Ces dernières semaines, les incertitudes liées à la pandémie ont
occasionné bien des frayeurs à la direction de l’Opéra de Marseille, qui
a dû remplacer en dernière minute le chef d’orchestre Lawrence Foster
et la mezzo Béatrice Uria Monzon, dans le rôle de Fricka. De même, il a
fallu placer l’orchestre en fond de scène afin de respecter la
distanciation sociale, ce qui a contraint Charles Roubaud à une
adaptation minimaliste de sa mise en scène déjà présentée ici même en 2007.
Dénué de tout accessoire, le plateau est animé des seules projections
vidéo sur le rideau qui sépare les chanteurs de l’orchestre, Roubaud
insistant sur quelques références signifiantes (le bouc comme symbole de
fécondité et de perversité) ou plus classiquement sur la force brute
des éléments. C’est principalement la direction d’acteur qui donne de la
force à son travail, bénéficiant de la proximité de la scène avec le
public, tout en se permettant quelques rares audaces : Siegmund séduit
ainsi Sieglinde dès leur premier contact, en buvant l’eau recueillie
dans ses mains, tandis que Wotan apparaît comme un personnage plus
sombre et cruel, autant dans son apparence physique que dans le meurtre
inattendu de Hunding.
La réussite de la production tient avant tout du plateau vocal réuni,
qui recueille des applaudissements enthousiastes de la part d’un public
volontiers rajeuni – on note là les heureux effets de la mise en place
du programme « Fortissimo! », voilà trois ans, qui offre aux moins de
28 ans des tarifs imbattables (10 euros la place en dernière minute,
notamment). De quoi se délecter de l’incontestable flair du directeur de
l’Opéra de Marseille en matière de voix, comme le prouve la réunion
d’un couple d’exception, constitué de Nikolai Schukoff (Siegmund) et
Sophie Koch (Sieglinde). Spécialiste du répertoire straussien et
wagnérien, la mezzo française ose ainsi aborder un rôle plus aigu que sa
tessiture – à la manière de l’évolution vocale de Petra Lang, par
exemple. Le pari est tenu haut la main, tant Koch impressionne par ses
qualités de diction, avant de se saisir des périlleuses difficultés dans
l’aigu sans jamais sacrifier à la rondeur d’émission. A ses côtés,
Nikolai Schukoff emporte également l’adhésion par ses qualités
d’articulation, au service d’une force de conviction peu commune.
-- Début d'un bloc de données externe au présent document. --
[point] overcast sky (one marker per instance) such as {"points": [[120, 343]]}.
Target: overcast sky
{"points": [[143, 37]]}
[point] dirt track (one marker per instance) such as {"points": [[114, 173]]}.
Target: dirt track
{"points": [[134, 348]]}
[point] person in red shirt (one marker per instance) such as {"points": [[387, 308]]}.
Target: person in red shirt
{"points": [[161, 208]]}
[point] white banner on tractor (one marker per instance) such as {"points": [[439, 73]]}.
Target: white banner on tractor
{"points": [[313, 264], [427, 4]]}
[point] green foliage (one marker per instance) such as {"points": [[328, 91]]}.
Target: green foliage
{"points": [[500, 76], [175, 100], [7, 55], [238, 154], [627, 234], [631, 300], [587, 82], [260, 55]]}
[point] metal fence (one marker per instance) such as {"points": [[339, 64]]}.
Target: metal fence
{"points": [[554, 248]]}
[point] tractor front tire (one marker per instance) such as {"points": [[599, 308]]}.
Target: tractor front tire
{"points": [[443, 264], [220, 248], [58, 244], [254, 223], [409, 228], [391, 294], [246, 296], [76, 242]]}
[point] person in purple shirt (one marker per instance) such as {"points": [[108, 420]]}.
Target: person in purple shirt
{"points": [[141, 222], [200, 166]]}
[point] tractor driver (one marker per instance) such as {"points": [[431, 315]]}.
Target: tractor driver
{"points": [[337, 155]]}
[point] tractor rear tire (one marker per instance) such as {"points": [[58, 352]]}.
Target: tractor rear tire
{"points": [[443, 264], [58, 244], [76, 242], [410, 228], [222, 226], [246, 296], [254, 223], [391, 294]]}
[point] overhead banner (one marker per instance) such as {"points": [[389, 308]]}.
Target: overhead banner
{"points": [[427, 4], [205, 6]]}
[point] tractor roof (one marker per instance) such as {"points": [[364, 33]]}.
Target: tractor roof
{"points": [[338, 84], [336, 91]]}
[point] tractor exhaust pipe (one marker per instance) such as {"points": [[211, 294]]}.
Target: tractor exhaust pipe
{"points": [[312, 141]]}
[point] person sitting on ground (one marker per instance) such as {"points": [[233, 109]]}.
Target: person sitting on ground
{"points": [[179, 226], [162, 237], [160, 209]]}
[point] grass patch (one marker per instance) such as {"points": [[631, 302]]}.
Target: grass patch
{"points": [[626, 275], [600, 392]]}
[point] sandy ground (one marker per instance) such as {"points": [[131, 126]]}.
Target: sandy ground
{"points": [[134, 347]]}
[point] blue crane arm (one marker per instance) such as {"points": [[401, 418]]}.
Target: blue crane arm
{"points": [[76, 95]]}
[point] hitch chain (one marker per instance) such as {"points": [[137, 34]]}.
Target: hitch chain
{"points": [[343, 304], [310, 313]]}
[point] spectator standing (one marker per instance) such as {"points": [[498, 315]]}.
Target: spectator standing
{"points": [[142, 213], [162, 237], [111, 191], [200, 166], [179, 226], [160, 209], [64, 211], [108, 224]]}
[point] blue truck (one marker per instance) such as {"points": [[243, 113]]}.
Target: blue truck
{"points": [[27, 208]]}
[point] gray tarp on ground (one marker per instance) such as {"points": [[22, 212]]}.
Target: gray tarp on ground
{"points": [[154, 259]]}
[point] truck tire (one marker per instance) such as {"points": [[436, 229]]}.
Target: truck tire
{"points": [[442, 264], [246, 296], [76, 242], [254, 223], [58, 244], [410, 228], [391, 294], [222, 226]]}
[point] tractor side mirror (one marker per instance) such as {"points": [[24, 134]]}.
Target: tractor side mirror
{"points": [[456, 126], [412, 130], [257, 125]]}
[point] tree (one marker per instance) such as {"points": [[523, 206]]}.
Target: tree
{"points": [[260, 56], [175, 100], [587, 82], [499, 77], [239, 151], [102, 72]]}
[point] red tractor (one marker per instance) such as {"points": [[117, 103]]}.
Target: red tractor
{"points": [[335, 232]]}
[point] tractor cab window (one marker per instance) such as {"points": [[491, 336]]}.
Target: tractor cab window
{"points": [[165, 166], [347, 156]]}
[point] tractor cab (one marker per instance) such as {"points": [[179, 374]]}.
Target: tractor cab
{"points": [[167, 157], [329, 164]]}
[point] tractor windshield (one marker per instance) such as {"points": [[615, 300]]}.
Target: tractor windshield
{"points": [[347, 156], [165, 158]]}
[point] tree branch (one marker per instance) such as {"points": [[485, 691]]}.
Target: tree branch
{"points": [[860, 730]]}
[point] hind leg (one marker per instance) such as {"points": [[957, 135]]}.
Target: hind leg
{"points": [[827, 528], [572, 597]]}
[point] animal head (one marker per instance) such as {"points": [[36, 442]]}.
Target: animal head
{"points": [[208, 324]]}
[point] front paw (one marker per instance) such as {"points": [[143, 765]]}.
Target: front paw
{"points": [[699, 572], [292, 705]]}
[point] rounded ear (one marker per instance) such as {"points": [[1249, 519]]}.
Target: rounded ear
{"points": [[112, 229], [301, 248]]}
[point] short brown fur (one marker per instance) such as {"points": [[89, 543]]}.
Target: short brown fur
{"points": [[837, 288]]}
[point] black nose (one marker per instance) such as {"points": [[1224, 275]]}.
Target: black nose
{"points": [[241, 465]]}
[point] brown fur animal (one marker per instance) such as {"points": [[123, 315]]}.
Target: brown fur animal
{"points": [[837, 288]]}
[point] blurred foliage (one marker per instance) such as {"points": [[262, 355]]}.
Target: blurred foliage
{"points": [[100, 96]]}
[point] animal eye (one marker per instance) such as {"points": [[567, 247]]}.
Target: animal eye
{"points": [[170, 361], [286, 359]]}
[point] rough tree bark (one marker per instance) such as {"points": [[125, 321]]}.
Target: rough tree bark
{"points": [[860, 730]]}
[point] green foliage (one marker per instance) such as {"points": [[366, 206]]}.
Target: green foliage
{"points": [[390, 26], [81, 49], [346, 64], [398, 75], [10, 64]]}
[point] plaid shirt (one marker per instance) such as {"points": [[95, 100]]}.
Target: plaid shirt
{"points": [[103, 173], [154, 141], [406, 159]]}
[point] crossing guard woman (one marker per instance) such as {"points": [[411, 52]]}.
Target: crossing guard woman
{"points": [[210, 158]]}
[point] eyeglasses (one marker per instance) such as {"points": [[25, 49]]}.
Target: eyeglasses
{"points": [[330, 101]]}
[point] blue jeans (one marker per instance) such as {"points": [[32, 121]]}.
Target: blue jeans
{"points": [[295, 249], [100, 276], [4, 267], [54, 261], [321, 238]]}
Même
si son émission se rétrécit dans le suraigu, au détriment de la
substance, le ténor autrichien impressionne par la parfaite maîtrise
technique de son instrument, faisant vivre le texte avec une grande
intelligence.
Sophie Koch et Nicolas Courjal |
On retrouve ces qualités d’incarnation chez Petra Lang (Brünnhilde),
autour de phrasés veloutés, d’une précision millimétrée avec
l’orchestre. Il est toutefois impossible d’oublier qu’elle n’a plus
guère l’âge du rôle, autant physiquement qu’au niveau des prouesses
vocales (suraigus arrachés et médium qui manque de soutien). Malgré
quelques passages trop mélodramatiques (avec des « r » trop appuyés),
Samuel Youn donne un éclat bienvenu à son Wotan, d’une fraîcheur vocale
insolente sur toute la tessiture, à l’instar de la radieuse Aude Extremo
(Fricka). La mezzo française trouve là un rôle à la parfaite mesure de
ses moyens, faisant valoir avec une aisance confondante la beauté de son
timbre, autant que sa voix large et admirablement projetée. A ses
côtés, l’impact physique de Nicolas Courjal donne aussi beaucoup de
satisfactions pour son court rôle de Hunding, de même que les
superlatives walkyries réunies pour l’occasion, qui démontrent toute
l’attention accordée aux seconds rôles.
La surprise vient aussi de l’adaptation orchestrale réalisée par le
compositeur et chef d’orchestre Eberhard Kloke, qui réduit l’effectif à
cinquante musiciens, là où environ quatre vingt dix sont habituellement
préférés (ce qui reste inférieur à l’orchestration originale de Wagner,
aux cent dix musiciens prévus). On gagne en légèreté et en souplesse,
sans jamais couvrir les chanteurs, ce que l’on perd en force d’impact
pour les pages guerrières, dont la fameuse « Chevauchée des Walkyries ».
A ce jeu là, la direction d’Adrian Prabava est un régal d’équilibre,
portant une attention bienvenue aux alliages de timbres parfois
morbides, sans pour autant perdre de vue l’élan narratif global, le tout
en un geste assez vif. Assurément l’un des grands atouts de la soirée,
avec le formidable plateau vocal réuni.